「固法よ。レベル3の透視能力です。よろしくね」
「白井黒子ですの。レベル4の空間移動ですわ」
眼鏡さん、ツインテール、フシギダネと自己紹介していく。隣にいた茶髪の奴が「わ、私達も…?」みたいな雰囲気を出す。それを察した黄泉川先生が頷いた。
「えっと…御坂美琴です。レベル5の電撃使いです」
…ふーん、こいつが超電磁砲、か。
「ホントはもう一人いるんだけどね。呼び出されて行っちゃった」
「あ、私は風紀委員じゃないからね」
なんて軽く自己紹介してもらった。俺はどうすればいいの?あ、自己紹介ね。
「えっと、比企谷八幡です…レベル0っす」
「こいつは根性がかなり捻くれてるじゃん。その矯正を頼む」
え、これって…。
「黄泉川先生、矯正とは?」
「とりあえず労働の尊さとかその辺を教えてやればいいじゃん。じゃ、私は学校に戻る」
え、ちょっと待って下さいよ…。なんで置いてくんですか…。で、取り残された俺。さっきまで忙しかったのか、女子組はなんか真面目な顔でなんか考えてる。

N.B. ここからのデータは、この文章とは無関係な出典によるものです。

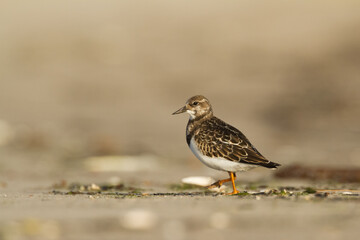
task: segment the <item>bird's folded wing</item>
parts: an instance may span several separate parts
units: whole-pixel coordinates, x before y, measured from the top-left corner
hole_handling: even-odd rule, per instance
[[[263,157],[246,138],[213,131],[203,132],[195,137],[200,151],[208,157],[221,157],[230,161],[261,165],[270,161]]]

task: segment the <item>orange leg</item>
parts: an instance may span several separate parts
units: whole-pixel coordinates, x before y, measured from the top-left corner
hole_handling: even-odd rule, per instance
[[[238,190],[236,190],[236,187],[235,187],[235,179],[236,179],[235,173],[229,172],[229,175],[230,175],[231,183],[232,183],[232,185],[233,185],[233,192],[230,193],[230,195],[240,193]]]
[[[208,188],[221,187],[221,185],[223,185],[223,183],[230,182],[230,181],[231,181],[231,178],[222,179],[222,180],[214,182],[213,184],[208,186]]]

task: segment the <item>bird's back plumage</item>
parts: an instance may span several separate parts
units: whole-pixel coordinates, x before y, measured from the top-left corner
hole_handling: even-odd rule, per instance
[[[280,166],[267,160],[241,131],[213,115],[189,121],[187,126],[189,146],[192,139],[201,154],[210,158],[267,168]]]

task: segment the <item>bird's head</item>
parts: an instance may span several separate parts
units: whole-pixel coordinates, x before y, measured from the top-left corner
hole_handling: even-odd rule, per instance
[[[208,114],[212,114],[212,107],[206,97],[202,95],[196,95],[187,100],[185,106],[174,112],[173,115],[183,112],[187,112],[191,119],[196,119]]]

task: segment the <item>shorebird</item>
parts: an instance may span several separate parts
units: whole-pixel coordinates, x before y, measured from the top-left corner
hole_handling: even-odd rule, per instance
[[[206,166],[229,173],[229,178],[209,186],[221,187],[232,183],[233,192],[236,172],[248,171],[255,167],[277,168],[280,164],[267,160],[235,127],[214,116],[209,100],[196,95],[187,100],[184,107],[174,114],[187,112],[190,115],[186,127],[186,142],[194,155]]]

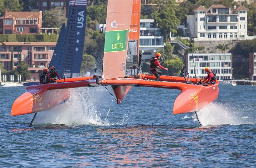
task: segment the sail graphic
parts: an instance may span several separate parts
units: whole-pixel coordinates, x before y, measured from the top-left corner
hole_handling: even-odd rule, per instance
[[[124,77],[133,1],[108,0],[103,58],[103,79]]]

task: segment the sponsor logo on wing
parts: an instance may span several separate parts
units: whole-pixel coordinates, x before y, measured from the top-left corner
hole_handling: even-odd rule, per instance
[[[189,105],[188,106],[188,109],[189,108],[191,102],[193,101],[195,101],[196,104],[196,109],[195,110],[196,110],[198,109],[198,96],[196,93],[194,92],[191,93],[190,96],[189,96],[189,100],[190,102],[189,102]]]
[[[69,5],[72,6],[86,6],[87,0],[70,0]]]

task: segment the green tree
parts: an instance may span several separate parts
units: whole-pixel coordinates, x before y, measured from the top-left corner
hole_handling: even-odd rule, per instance
[[[164,65],[169,69],[168,72],[170,75],[175,76],[180,76],[180,69],[183,66],[182,59],[178,57],[166,60]]]
[[[61,27],[65,21],[65,11],[61,7],[45,11],[43,16],[43,25],[48,27]]]
[[[17,72],[18,75],[21,75],[22,80],[26,80],[26,77],[30,76],[30,72],[28,69],[28,65],[24,62],[22,62],[17,66]]]
[[[80,73],[84,74],[87,72],[90,72],[94,69],[94,67],[96,65],[96,61],[94,57],[84,53],[83,55]]]
[[[92,20],[97,20],[101,24],[106,23],[107,17],[107,5],[93,5],[87,8],[87,16],[90,17]]]
[[[176,33],[175,28],[180,25],[180,21],[175,16],[173,4],[171,4],[170,8],[169,5],[161,5],[158,11],[155,12],[156,16],[155,18],[156,25],[161,29],[164,42],[167,41],[167,38],[170,32]]]
[[[229,44],[219,44],[217,46],[216,48],[222,51],[222,53],[223,53],[224,51],[225,51],[226,49],[229,49],[229,48],[228,47],[228,46],[229,45]]]
[[[20,11],[23,9],[19,0],[3,0],[3,1],[4,8],[9,11]]]

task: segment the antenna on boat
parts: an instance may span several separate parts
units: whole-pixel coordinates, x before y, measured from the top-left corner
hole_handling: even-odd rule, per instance
[[[168,0],[169,1],[169,0]],[[188,27],[188,17],[187,16],[187,12],[186,12],[186,7],[185,5],[185,1],[183,1],[184,2],[184,9],[185,11],[185,14],[186,15],[186,22],[187,22],[187,28],[188,29],[188,34],[189,35],[189,42],[190,43],[190,49],[191,50],[191,54],[192,55],[192,56],[193,57],[193,65],[194,66],[194,71],[195,72],[195,78],[196,78],[196,84],[197,83],[197,80],[196,79],[196,68],[195,67],[195,62],[194,62],[194,59],[195,58],[194,56],[193,55],[193,52],[192,51],[192,45],[191,44],[191,38],[190,38],[190,31],[189,31],[189,28]],[[170,3],[169,3],[170,4]]]
[[[170,8],[170,11],[171,12],[171,11],[172,10],[171,10],[171,5],[170,4],[170,2],[169,1],[169,0],[168,0],[168,3],[169,4],[169,7]],[[171,12],[171,13],[172,13],[172,12]],[[187,16],[187,15],[186,15],[186,16]],[[182,57],[182,61],[183,61],[183,65],[184,65],[184,68],[185,68],[185,72],[187,72],[187,70],[186,70],[187,69],[186,68],[186,66],[185,65],[186,64],[185,64],[185,62],[184,61],[184,58],[183,58],[183,55],[182,55],[182,49],[181,49],[181,47],[180,46],[180,40],[179,40],[179,35],[178,34],[178,32],[177,32],[177,29],[176,29],[176,27],[175,26],[175,23],[174,22],[174,19],[172,19],[172,22],[173,22],[173,25],[174,26],[174,28],[175,29],[175,31],[176,32],[176,34],[177,35],[177,40],[178,40],[178,43],[179,43],[179,46],[180,46],[180,55],[181,55],[181,57]],[[170,40],[171,40],[171,39],[170,39]]]

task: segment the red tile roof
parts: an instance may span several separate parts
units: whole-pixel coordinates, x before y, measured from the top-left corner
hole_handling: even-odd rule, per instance
[[[56,46],[56,42],[3,42],[6,46]]]
[[[5,11],[4,18],[40,18],[40,13],[38,12],[9,12]],[[42,15],[41,15],[41,16]]]
[[[249,9],[247,8],[244,7],[242,5],[240,5],[238,7],[238,8],[236,9],[236,10],[247,10],[248,11],[249,10]]]
[[[204,6],[200,5],[199,7],[194,9],[193,11],[207,11],[207,9]]]
[[[212,5],[212,6],[210,6],[208,9],[214,8],[228,8],[228,7],[226,7],[223,5],[221,4],[217,4],[217,5]]]

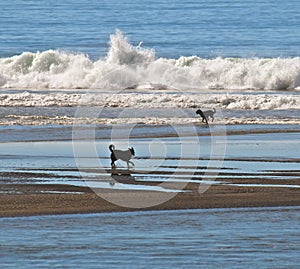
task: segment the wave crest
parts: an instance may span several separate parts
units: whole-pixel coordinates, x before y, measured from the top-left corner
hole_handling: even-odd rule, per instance
[[[300,88],[300,58],[155,58],[119,30],[105,58],[58,50],[0,59],[1,88],[123,89],[155,83],[181,89],[291,90]]]

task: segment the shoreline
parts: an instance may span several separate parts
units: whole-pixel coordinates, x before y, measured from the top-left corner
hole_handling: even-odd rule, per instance
[[[198,184],[190,183],[190,192],[178,193],[170,200],[146,208],[121,207],[94,193],[89,187],[69,185],[12,184],[22,194],[0,195],[0,217],[36,215],[88,214],[108,212],[182,210],[209,208],[300,206],[300,190],[281,187],[239,187],[213,185],[206,192],[196,191]],[[155,199],[153,191],[101,190],[119,200]],[[43,193],[44,192],[44,193]],[[136,196],[137,195],[137,196]],[[161,193],[159,195],[162,195]]]

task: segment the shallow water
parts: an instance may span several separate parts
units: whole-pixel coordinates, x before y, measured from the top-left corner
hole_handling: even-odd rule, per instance
[[[298,268],[300,208],[0,219],[5,268]]]
[[[136,151],[135,167],[128,171],[119,160],[116,175],[110,172],[109,140],[0,143],[1,183],[173,192],[146,185],[192,180],[251,186],[255,180],[252,186],[299,188],[299,139],[299,133],[266,133],[115,140],[117,148]]]

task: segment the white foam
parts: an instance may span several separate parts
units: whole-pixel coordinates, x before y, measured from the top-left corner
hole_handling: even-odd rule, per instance
[[[121,90],[148,83],[180,89],[300,89],[300,58],[156,58],[120,32],[106,57],[47,50],[0,59],[0,87],[16,89]]]
[[[196,108],[215,107],[240,110],[300,109],[299,94],[248,93],[40,93],[0,94],[0,106],[102,106],[119,108]]]

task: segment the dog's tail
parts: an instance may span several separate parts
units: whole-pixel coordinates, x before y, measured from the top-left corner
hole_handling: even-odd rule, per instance
[[[109,150],[111,151],[111,152],[114,152],[114,150],[115,150],[115,146],[114,145],[109,145]]]
[[[130,150],[130,152],[131,152],[131,155],[132,155],[132,156],[134,156],[134,154],[135,154],[135,152],[134,152],[134,148],[133,148],[133,147],[131,147],[131,148],[129,148],[129,150]]]

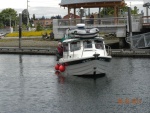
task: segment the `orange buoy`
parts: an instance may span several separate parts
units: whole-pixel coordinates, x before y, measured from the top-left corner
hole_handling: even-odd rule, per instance
[[[60,65],[59,66],[59,71],[64,72],[65,71],[65,66],[64,65]]]

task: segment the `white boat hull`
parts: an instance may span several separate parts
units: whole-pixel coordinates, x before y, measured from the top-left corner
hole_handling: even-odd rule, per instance
[[[97,75],[106,73],[109,62],[91,60],[79,64],[66,66],[64,75]]]

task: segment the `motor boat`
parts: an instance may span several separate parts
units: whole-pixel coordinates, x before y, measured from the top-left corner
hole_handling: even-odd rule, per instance
[[[62,41],[63,56],[59,57],[55,70],[63,75],[105,74],[112,59],[111,48],[105,45],[98,28],[68,29]]]

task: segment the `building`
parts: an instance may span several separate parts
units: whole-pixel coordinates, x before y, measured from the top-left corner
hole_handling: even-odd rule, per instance
[[[80,16],[70,13],[63,17],[63,19],[68,19],[68,18],[74,19],[74,18],[80,18]]]
[[[37,27],[38,23],[40,23],[40,25],[44,28],[52,25],[52,22],[53,22],[52,19],[37,19],[33,21],[35,27]]]
[[[113,7],[114,17],[118,17],[119,8],[125,6],[126,3],[124,0],[61,0],[59,5],[68,8],[68,15],[70,14],[71,9],[74,10],[74,15],[76,15],[76,9],[81,7],[99,8],[99,10],[101,7]]]

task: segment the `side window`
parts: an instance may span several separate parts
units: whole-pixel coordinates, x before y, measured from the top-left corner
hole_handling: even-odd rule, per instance
[[[63,51],[68,52],[68,43],[63,43]]]
[[[71,52],[80,50],[80,48],[81,47],[80,47],[80,42],[79,41],[70,43],[70,50],[71,50]]]
[[[103,42],[100,41],[100,40],[95,40],[95,48],[96,49],[104,49],[104,45],[103,45]]]
[[[92,48],[92,41],[91,40],[83,41],[83,46],[84,48]]]

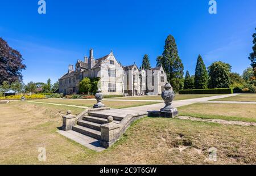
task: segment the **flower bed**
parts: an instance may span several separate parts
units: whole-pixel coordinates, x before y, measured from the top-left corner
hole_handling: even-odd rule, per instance
[[[38,94],[31,95],[31,96],[24,95],[24,96],[26,100],[46,98],[46,96]],[[10,96],[0,97],[0,100],[20,100],[22,97],[22,95],[11,95]]]

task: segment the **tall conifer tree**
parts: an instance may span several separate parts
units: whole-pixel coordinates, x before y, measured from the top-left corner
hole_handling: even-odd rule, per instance
[[[200,55],[198,56],[195,74],[195,88],[207,89],[208,80],[207,70]]]

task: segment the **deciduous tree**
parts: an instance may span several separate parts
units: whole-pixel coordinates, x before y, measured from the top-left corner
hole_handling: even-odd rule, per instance
[[[21,71],[26,68],[23,61],[20,53],[0,37],[0,84],[4,81],[11,84],[16,80],[22,80]]]

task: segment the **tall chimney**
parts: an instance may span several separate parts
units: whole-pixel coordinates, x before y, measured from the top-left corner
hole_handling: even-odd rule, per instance
[[[87,57],[87,56],[85,56],[84,57],[84,62],[88,63],[88,58]]]
[[[90,58],[93,58],[93,49],[90,50]]]

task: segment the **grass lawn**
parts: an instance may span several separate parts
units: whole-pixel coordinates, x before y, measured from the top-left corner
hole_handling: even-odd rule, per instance
[[[201,95],[176,95],[174,100],[183,100],[187,99],[193,99],[212,97],[223,94],[201,94]],[[148,96],[141,97],[126,97],[111,98],[112,99],[123,99],[123,100],[163,100],[160,96]],[[106,98],[108,99],[108,98]]]
[[[256,101],[256,93],[244,93],[236,96],[213,100],[212,101]]]
[[[83,106],[92,108],[95,104],[96,100],[71,100],[71,99],[44,99],[35,100],[32,101],[51,102],[59,104],[66,104],[71,105]],[[121,109],[125,108],[139,106],[143,105],[151,105],[158,103],[157,102],[138,102],[138,101],[103,101],[106,106],[112,108]]]
[[[180,115],[256,122],[256,105],[197,103],[178,108]]]
[[[256,128],[177,119],[137,121],[110,148],[97,153],[56,132],[61,115],[79,108],[11,102],[0,106],[1,164],[255,164]],[[39,162],[39,147],[46,162]],[[217,148],[217,161],[208,160]]]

ツインテールの白井が声をかけて来た。
「あなた、レベルアッパーってご存知ですの?」
え、なにデヴィルアッパー?
「いや、知らない、ですけど」
「そうですか…」
そこで、電話が掛かって来る。それを白井が応答。そして、しばらくしてから白井は俺と御坂の手を握る。
「お姉様、問題が発生しましたの」
「え?」
え?だからってなんで俺の手を握るわけ?俺のこと好きなの?と、思ったら目の前は病院だった。そのまま走り出す白井、追い掛ける俺と御坂。
「意識不明!?あの爆弾魔が?」
「そうですの」
「や、まず爆弾魔ってなに?あとなんで連れて来られたの俺」
「一応、あなたも今日から風紀委員でしょう?ならさっそく働いてもらいますの。それと爆弾魔については後で」
で、病院の先生に話を聞く。話によれば、今週に入ってから外傷の見られない意識不明患者が増えてるということだ。ウィルスの検出もないようだ。
「情けない話ですが、当院のスタッフの手に余る事案ですので、外部から大脳生理学の専門チームから招きました。間も無く到着される予定です」
そう医者が言った時だ。俺達の後ろから声がした。
「お待たせしました。木山春生です」
この人が、か。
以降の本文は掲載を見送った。